Laliotis Aggelos, Martin Jack, Worthington Tim R, Marshall Michele, Isla Alberto M
Departments of Surgery Radiology, St Mark's Hospital and Academic Institute, North West London Hospitals' NHS Trust Department of Surgery, Royal Surrey NHS Trust Hospital, Middlesex, UK.
Surg Laparosc Endosc Percutan Tech. 2015 Feb;25(1):e24-e26. doi: 10.1097/SLE.0000000000000010.
Insulinomas are rare, usually benign and solitary neuroendocrine tumors that cause oversecretion of insulin. Surgical excision remains the only treatment modality with the potential for cure. Compared to open extensive pancreatic resections, laparoscopic enucleation of these tumors offers effective treatment, and significantly reduced risks of complications. However, accurate tumor localization is extremely important, especially in cases of lesions deep seated into the head of the pancreas. We present here a novel technique of intraoperative localization of lesions that are not visible on the surface of pancreas. Using laparoscopic intraoperative ultrasound, tumors were located in the parenchyma of the pancreatic head and then an 18-G needle was inserted into the pancreatic lesion intraoperatively under laparoscopic sonographic guidance. The pancreatic parenchyma was then divided until the dome of tumor was visible, minimizing tissue trauma, and enucleation was performed. This technique is a useful tool that substantially improves the chances of successful laparoscopic enucleation of deep-seated small pancreatic insulinomas.

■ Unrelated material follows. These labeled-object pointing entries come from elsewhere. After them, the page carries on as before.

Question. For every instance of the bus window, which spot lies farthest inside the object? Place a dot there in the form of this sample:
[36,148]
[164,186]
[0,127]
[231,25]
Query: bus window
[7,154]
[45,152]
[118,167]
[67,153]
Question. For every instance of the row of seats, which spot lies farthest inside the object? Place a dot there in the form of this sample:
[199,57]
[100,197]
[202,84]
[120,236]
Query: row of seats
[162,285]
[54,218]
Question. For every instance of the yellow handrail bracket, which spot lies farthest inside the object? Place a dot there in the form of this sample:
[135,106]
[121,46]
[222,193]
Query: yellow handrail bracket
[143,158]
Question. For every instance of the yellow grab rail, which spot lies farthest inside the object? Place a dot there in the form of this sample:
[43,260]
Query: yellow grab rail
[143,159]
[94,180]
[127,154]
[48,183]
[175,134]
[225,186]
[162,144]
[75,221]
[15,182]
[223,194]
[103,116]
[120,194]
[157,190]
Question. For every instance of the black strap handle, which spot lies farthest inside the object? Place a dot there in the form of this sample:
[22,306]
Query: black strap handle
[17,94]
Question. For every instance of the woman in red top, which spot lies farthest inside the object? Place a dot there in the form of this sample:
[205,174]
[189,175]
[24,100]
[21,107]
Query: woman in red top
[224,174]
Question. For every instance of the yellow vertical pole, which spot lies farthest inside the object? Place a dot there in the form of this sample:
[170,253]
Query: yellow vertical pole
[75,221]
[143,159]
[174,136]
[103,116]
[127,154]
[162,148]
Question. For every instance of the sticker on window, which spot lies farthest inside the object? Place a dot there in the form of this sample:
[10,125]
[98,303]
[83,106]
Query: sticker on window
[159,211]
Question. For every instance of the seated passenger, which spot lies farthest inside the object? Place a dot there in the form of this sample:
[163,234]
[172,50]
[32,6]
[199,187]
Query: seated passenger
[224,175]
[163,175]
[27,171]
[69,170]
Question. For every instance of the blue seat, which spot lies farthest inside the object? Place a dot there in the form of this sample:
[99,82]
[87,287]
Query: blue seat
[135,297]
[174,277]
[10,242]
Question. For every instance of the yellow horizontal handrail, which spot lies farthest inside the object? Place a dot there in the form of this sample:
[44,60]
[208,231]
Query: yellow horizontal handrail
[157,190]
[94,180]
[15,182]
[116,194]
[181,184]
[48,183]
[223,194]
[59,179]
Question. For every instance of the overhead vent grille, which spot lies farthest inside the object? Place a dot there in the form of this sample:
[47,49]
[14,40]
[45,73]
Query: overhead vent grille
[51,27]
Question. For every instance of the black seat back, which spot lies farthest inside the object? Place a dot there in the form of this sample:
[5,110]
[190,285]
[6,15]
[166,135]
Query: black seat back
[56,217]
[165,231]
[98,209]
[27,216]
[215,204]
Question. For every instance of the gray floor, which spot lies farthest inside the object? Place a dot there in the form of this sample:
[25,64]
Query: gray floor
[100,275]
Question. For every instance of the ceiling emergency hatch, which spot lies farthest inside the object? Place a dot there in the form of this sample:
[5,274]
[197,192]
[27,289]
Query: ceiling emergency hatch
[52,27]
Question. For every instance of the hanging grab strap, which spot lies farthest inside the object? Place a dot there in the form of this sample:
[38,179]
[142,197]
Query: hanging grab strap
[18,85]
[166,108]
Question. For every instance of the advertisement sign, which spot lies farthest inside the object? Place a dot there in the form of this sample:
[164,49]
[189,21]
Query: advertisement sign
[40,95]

胰岛素瘤是一种罕见的、通常为良性且孤立的神经内分泌肿瘤,可导致胰岛素分泌过多。手术切除仍然是唯一有可能治愈的治疗方式。与开放性广泛胰腺切除术相比,腹腔镜下摘除这些肿瘤可提供有效的治疗,且并发症风险显著降低。然而,准确的肿瘤定位极为重要,尤其是对于深入胰腺头部的病变。我们在此介绍一种术中定位胰腺表面不可见病变的新技术。使用腹腔镜术中超声,在胰腺实质内定位肿瘤,然后在腹腔镜超声引导下术中将一根18G针插入胰腺病变。接着切开胰腺实质直至可见肿瘤顶部,将组织创伤降至最低,然后进行摘除。该技术是一种有用的工具,可大幅提高腹腔镜成功摘除深部小胰腺胰岛素瘤的几率。